みけの物語カフェ ブログ版

いろんなお話を綴っています。短いお話なのですぐに読めちゃいます。お暇なときにでも、お立ち寄りください。

0836「向いてる?」

2020-03-17 18:13:52 | ブログ短編

 男が櫓(やぐら)の上に縛(しば)りつけられていた。その櫓の下にいた女が叫(さけ)んだ。
「後は任(まか)せて。ちゃんと仕留(しと)めてみせるから」
「ちょっと待てよ。どうして俺(おれ)が餌(えさ)にならなきゃいけないんだ?」
「なに言ってるのよ。あなたほど向(む)いてる人いないでしょ。その、体型(たいけい)とか…。とっても美味(おい)しそうに見える、気がするわ」
「そりゃ、ガリガリよりはいいかもしれないけど…。
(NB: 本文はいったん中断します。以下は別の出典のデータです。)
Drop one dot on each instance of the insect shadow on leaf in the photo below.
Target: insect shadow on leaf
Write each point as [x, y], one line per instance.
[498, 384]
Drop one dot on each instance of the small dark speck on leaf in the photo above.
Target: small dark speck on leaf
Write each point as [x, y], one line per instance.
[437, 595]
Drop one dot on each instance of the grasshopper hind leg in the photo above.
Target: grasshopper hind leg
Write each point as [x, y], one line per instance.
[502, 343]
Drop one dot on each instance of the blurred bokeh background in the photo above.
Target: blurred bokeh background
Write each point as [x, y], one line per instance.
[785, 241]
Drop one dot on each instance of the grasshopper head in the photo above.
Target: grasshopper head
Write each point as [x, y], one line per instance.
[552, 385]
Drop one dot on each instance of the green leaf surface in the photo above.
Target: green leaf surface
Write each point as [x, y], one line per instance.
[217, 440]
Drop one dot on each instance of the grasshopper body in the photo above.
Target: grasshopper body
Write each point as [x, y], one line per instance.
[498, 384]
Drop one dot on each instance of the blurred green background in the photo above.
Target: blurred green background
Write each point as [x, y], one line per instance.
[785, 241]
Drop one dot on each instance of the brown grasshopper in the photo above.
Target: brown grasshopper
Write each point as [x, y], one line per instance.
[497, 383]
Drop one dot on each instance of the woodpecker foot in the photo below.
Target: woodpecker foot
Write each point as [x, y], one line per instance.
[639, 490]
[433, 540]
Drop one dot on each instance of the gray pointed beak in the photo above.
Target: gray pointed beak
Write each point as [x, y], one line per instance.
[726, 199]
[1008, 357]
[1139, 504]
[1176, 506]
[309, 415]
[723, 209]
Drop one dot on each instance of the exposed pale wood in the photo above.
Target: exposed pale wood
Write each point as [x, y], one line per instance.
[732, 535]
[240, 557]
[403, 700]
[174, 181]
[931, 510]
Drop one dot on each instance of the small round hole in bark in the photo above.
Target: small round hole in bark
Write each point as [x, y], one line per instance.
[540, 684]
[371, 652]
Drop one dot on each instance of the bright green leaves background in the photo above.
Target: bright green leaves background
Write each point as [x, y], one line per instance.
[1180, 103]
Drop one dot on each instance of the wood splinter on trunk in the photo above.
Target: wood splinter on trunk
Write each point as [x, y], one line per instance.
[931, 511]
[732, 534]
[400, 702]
でもな、何で縛る必要(ひつよう)がある?」
「だって、あなた臆病(おくびょう)じゃない。もしあたしが攻撃(こうげき)するより前に逃(に)げ出されたら、ドラゴンやっつけられないでしょ」
「何だと…、俺は、逃げないよ。俺は臆病なんかじゃない! 今の言葉(ことば)、撤回(てっかい)しろ。これでも俺は勇者(ゆうしゃ)なんだ。今までどれほどのドラゴンを退治(たいじ)してきたと思ってるんだ」
「あら、そうなの? あたし、あなたのことよく知らないから…。でも、大丈夫(だいじょうぶ)よ。あたし、失敗(しっぱい)しないから。この最新(さいしん)の武器(ぶき)があれば、ドラゴンなんて木っ端微塵(こっぱみじん)に――」
「ちょ、ちょっと待てよ。木っ端微塵って…。そんなことしたら、俺も…」
「そうね…。でも、ちゃんと王様(おうさま)には言っといてあげるわ。あなたは勇敢(ゆうかん)に戦(たたか)ったって。そしたら、きっとあなたの銅像(どうぞう)とか建(た)ててもらえるかもよ」
「そんなのいらないよ。俺にもやらせてくれ。俺だってまだ戦えるんだ!」
<つぶやき>勇者は、最後の力をふりしぼって…。餌ではなくて、戦ったと信じたいです。